When I liquidated my more traditional investments -- precious metal allocation certificates and government bonds -- I initially transferred a large fraction of the assets to my newly opened Scottrade account. I had convinced myself I had a feel for price movements in silver and palladium, so I had mostly been interested in swing trading using leveraged ETFs.
I was still interested in precious metals, but I had grown distrustful of my custodian's stewardship of my holdings, and disdainful of their doublespeak as to the mechanics of cashing out. (Those suspicions were partially corroborated, but that's another story.) So I figured that actively managing my short term investments would be a lucrative endeavor. Problem was, I didn't want to day trade, and so most of the leveraged instruments I used (especially AGQ and ZSL) punished me for playing mid-term swings. I should have gone for slower profit taking using tickers like SLV (itself only worth trading, in my opinion) but it was a lesson I had to learn the hard way.
I had also convinced myself that I could smell the BS surrounding overhyped technologies. I learned how short selling worked, and was pleased to learn that Scottrade would let me short once I set up margin. So I did that. I took a reasonably ambitious short position in NFLX, at around $250/share, knowing full well that the stock could go up much further before it 'corrected.' I was ready to ride out the losses on paper (I don't remember I had a stop set up.) But then something bad happened.

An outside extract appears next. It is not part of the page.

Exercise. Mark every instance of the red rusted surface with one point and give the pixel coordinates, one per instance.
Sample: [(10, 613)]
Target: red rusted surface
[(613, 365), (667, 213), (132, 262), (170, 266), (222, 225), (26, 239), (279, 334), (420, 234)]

The stock proceeded to rally around $50, and I bought into the rally, extending my position further. The I got a phone call from Scottrade: "we may have to close your short position." And they did -- Scottrade forced me to cover my position at the stock's all-time high. And then I missed on a very, very profitable drop in the share price, one I probably would have rode at least until the $150 dollar mark.
This process repeated with other shorts. Actually, it's more of a rule than an exception, at least with non-bluechip stocks. I can find at least four "buyin" notices in my inbox. The only non-bluechip Scottrade seems able to lend me shares while the stock rallies is CRM. That's funny to me, considering the sources of CRM's current 'valuation.'
I've asked everyone I could why this happens to me, and the usual answer is, "it shouldn't." In the meantime, I've started trading options, as buying a put contract is (apparently) not susceptible to these shenanigans/incompetencies. But I definitely got burned shorting with Scottrade, and not because of bad decisions but because of bad management. So "caveat emptor" has its short-selling parallel, at least when your broker is Scottrade.
Disclosure: I have no positions in any stocks mentioned, and no plans to initiate any positions within the next 72 hours.
Additional disclosure: I'm still with Scottrade, and growing increasingly disgruntled -- they won't let me sell puts!